Enfin, soutien supplémentaire et non des moindres au sein des services énergétiques, l'annonce du compromis trouvé à l'échelon européen entre les ministres de l'Energie des 27 Etats membres, qui renonce à imposer aux électriciens intégrés la séparation patrimoniale de leurs réseaux de transport. En revanche, il conviendra d'instaurer une indépendance de ces réseaux par le biais de mesures de gouvernance...
* France Télécom : +1%. Dans un entretien accordé au JDD d'hier, Gervais Pellissier estime que France Télécom pourrait retirer son offre sur TeliaSonera si son titre venait à dévisser en bourse : "Nous sommes convaincus que ce projet a du sens pour les deux groupes, mais il n'est pas indispensable pour France Télécom" a expliqué le directeur financier de l'opérateur qui souligne par ailleurs que si l'offre n'était pas reçue amicalement par les actionnaires et le management de TeliaSonera, FT n'insisterait pas : "Sans signe amical de leur part, l'opération sera difficile". Pas de relèvement de l'offre en vue non plus : "La valeur que nous avons proposée nous paraît juste".
* Total : en hausse d'1% avec les valeurs pétrolières comme Technip ou Vallourec
* Iliad : +1%. Le groupe confirme être entré en négociations avec Telecom Italia en vue du rachat d'Alice. Le prix se fonderait sur une valeur d'entreprise maximum de 800 millions d'euros, soumis à certaines clauses d'ajustement. La valeur d'entreprise reflètera d'une part la base d'abonnés actifs et d'autre part la valeur des déficits fiscaux reportables des activités acquises.
* ArcelorMittal : stable. Le groupe a annoncé aujourd'hui la signature d'un accord en vue d'acquérir Bakermet, une des principales sociétés de l'industrie du recyclage des métaux dans l'Est de l'Ontario (Canada).
VALEURS EN BAISSE
* Rhodia : rechute de 3% avec d'autres "valeurs dollar" comme Valeo ou Saint-Gobain
* Club Med : -2%. Le Club Méditerranée confirme le projet de cession de Jet tours pour un montant de 70 millions d'euros à Thomas Cook. Le Club annonce aussi un projet de prise de participation du fonds 21 Centrale Partners à hauteur de 80% dans le capital de Club Med Gym, sur la base d'une valorisation de la société de 74 millions d'euros. Les fonds dégagés par ces opérations, soit près de 100 millions d'euros, permettraient de renforcer significativement la structure financière du Club Méditerranée
* Natixis : -2%. Standard & Poor's a placé sous surveillance avec implication négative la note à long terme AA attribuée à Natixis et de son actionnaire la CNCE. Standard & Poor's a, en revanche, confirmé sa note à court terme A-1+ sur Natixis et sur la CNCE.
* Wendel : -2%. Quelle issue pour la querelle familiale au sein de Wendel Investissement ? Le patron du groupe Ernest-Antoine Seillière serait prêt, en signe d'apaisement, à renoncer à son poste de président du holding familial SLPS, qui détient 34% de la société d'investissement cotée. Dans un entretien au 'Figaro' du jour, l'ex-patron du Medef estime que la question de sa succession n'est "pas un débat nouveau". "Nous avons évoqué l'idée de revenir - comme par le passé - à deux présidents : un de la SLPS et moi président du conseil de Wendel. Je réfléchis à une proposition à faire aux actionnaires".

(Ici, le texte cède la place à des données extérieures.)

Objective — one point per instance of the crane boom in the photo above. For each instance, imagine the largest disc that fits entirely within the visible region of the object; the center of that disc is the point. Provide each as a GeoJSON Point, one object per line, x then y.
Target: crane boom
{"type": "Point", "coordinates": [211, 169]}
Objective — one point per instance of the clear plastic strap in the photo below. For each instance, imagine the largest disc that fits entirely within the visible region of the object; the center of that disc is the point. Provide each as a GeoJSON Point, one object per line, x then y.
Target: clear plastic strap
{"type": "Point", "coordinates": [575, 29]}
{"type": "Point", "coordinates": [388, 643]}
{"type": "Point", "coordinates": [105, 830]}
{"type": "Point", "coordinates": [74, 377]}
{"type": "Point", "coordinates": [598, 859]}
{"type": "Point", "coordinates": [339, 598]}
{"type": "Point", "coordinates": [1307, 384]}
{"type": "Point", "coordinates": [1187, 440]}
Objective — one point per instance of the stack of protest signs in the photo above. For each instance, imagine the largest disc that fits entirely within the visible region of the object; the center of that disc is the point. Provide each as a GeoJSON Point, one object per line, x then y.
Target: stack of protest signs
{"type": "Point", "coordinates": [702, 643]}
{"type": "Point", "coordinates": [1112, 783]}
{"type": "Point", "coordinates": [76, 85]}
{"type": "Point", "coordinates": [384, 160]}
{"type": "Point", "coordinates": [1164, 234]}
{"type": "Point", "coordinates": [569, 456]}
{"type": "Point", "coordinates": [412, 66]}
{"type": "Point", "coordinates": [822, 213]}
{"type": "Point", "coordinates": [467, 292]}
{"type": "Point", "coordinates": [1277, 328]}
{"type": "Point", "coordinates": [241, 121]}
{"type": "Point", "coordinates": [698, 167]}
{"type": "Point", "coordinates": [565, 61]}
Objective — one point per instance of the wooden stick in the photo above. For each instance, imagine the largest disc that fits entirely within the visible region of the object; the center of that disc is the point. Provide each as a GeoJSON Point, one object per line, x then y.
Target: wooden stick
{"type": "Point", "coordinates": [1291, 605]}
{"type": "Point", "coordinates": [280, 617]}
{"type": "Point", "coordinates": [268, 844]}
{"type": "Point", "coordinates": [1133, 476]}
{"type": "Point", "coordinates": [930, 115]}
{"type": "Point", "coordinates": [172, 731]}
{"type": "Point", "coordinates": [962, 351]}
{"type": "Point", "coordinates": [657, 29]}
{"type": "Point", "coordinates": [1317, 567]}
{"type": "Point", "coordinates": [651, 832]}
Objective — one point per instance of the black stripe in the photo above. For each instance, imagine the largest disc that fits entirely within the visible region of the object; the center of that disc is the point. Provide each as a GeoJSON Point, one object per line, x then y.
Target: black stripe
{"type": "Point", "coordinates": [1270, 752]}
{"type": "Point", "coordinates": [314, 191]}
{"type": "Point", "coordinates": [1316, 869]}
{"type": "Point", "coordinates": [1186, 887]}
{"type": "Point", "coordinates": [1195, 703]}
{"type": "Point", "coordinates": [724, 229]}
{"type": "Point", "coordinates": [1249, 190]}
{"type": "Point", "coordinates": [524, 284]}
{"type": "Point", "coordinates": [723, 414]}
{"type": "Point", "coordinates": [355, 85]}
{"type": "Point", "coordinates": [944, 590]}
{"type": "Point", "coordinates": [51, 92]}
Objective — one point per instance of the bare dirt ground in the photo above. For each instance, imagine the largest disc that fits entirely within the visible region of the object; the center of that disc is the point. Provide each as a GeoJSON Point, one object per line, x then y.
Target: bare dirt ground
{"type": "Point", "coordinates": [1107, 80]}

* EDF : stable. Le conseil d'administration de l'électricien nucléaire British Energy devrait recommander l'offre du groupe français d'ici à deux semaines, affirme le magazine anglais 'The Observer' dans son édition dominicale. D'autres candidats potentiels, dont l'allemand RWE et l'espagnol Iberdrola n'ont pas encore officiellement renoncé, mais une contre-offre de leur part paraît de plus en plus improbable, selon des sources bancaires citées par le journal.